Chicas Bondi ci racconta come fotografare ragazze sull'autobus e perchè

Chicas Bondi ci racconta come fotografare ragazze sull'autobus e perchè

Chicas Bondi ci racconta come fotografare ragazze sull’autobus e perchè

Tempo fa abbiamo raccontato l’idea semplice ma controversa di Chicas Bondi, un fotografo argentino: scattare fotografie sugli autobus senza chiedere permesso. Scatti rubati di vita metropolitana, ma anche di grande bellezza. Il nostro corrispondente per il Sud America è riuscito ad ottenere una intervista con Chicas Bondi per capire meglio cosa anima la vita di un fotografo mobile di successo.

Ti sei mai innamorato di una ragazza?

Beh, Sì… Ora sto uscendo con una “chica” che ho fotografato un po di tempo fa e ti dico anche che non fu l’unica; io non le cerco, neppure chiedo loro il nome o qualsiasi altro tipo d’ informazione, alcune volte poi mi cercano loro, alcune altre si spingono loro stesse oltre e io ovviamente, come uomo, mi limito a godere di questa cosa; scusa perché mi dovrei porre dei problemi?
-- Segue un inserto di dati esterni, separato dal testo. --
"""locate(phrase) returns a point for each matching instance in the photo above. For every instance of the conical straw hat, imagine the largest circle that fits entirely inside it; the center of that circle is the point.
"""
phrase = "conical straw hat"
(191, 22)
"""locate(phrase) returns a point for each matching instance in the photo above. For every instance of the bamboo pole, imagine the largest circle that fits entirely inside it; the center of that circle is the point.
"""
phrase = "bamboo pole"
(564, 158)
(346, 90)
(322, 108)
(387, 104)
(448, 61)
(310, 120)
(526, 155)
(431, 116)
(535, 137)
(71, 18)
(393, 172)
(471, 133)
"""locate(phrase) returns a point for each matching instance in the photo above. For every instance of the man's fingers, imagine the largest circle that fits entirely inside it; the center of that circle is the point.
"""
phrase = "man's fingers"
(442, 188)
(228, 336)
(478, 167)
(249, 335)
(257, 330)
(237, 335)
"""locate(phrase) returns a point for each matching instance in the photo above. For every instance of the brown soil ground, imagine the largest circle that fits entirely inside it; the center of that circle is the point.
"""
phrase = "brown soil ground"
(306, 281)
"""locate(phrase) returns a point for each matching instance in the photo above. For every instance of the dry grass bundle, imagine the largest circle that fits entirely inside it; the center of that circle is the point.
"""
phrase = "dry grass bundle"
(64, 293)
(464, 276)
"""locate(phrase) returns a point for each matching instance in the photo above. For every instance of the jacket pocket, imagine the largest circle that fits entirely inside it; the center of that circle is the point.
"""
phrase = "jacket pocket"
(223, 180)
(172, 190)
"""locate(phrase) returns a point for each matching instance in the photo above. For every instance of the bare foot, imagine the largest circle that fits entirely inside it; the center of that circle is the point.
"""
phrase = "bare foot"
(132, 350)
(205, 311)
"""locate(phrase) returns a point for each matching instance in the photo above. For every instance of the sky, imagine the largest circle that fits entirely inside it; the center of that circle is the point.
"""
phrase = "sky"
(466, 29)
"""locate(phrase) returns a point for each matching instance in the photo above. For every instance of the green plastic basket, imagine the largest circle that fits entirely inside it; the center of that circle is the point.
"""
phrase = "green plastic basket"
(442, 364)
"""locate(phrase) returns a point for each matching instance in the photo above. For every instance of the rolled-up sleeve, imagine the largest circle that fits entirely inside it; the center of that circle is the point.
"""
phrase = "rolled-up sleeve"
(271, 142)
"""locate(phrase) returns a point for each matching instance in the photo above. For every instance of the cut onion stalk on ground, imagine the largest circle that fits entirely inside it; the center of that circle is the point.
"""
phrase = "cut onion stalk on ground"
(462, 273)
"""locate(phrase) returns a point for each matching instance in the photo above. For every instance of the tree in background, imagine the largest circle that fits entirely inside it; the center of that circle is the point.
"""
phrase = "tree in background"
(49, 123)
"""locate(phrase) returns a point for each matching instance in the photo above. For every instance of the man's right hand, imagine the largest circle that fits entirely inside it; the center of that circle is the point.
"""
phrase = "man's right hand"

 Come ti ritrovano e soprattutto come ti associano ad un volto?

Per quanto riguarda la prima che ebbi, successe tutto cosi un po’ per caso; lei aveva una amica comune con me su Facebook, io misi la foto sul mio profilo, la mia amica la taggò e lei mi aggiunse. Delle altre due ragazze con cui sono uscito, perchè di fatto sono uscito con solo tre, la seconda mi mandò un messaggio al blog chiedendomi di uscire con una motivazione che parve molto coerente. In pratica mi disse con tutta onestà che visto che le avevo fatto una foto della quale era venuta a sapere per caso aveva piacere di conoscere l’autore dello scatto, insomma che c’era di strano? Infine la terza mi trovò sempre su Facebook, dove abbiamo chiacchierato un paio di volte e senza forzare nulla, da lì a poco siamo usciti assieme.

Quando iniziasti con il blog?

Febbraio 2012 dopo che avevo tentato l’esperimento di un’album con una trentina di foto nella mia pagina personale di Facebook, poi subito dopo le cancellai e spostai tutto sul blog.

Secondo te perché sta funzionando un progetto così?  Mi spiego, perché una donna trova cosi tanto gusto in questo progetto, forse perché si ritrova suun blog fotografico, o forse perché ha la possibilità d’intendere il pensiero/ apprezzamento maschile su una piattaforma che di per sé è libera?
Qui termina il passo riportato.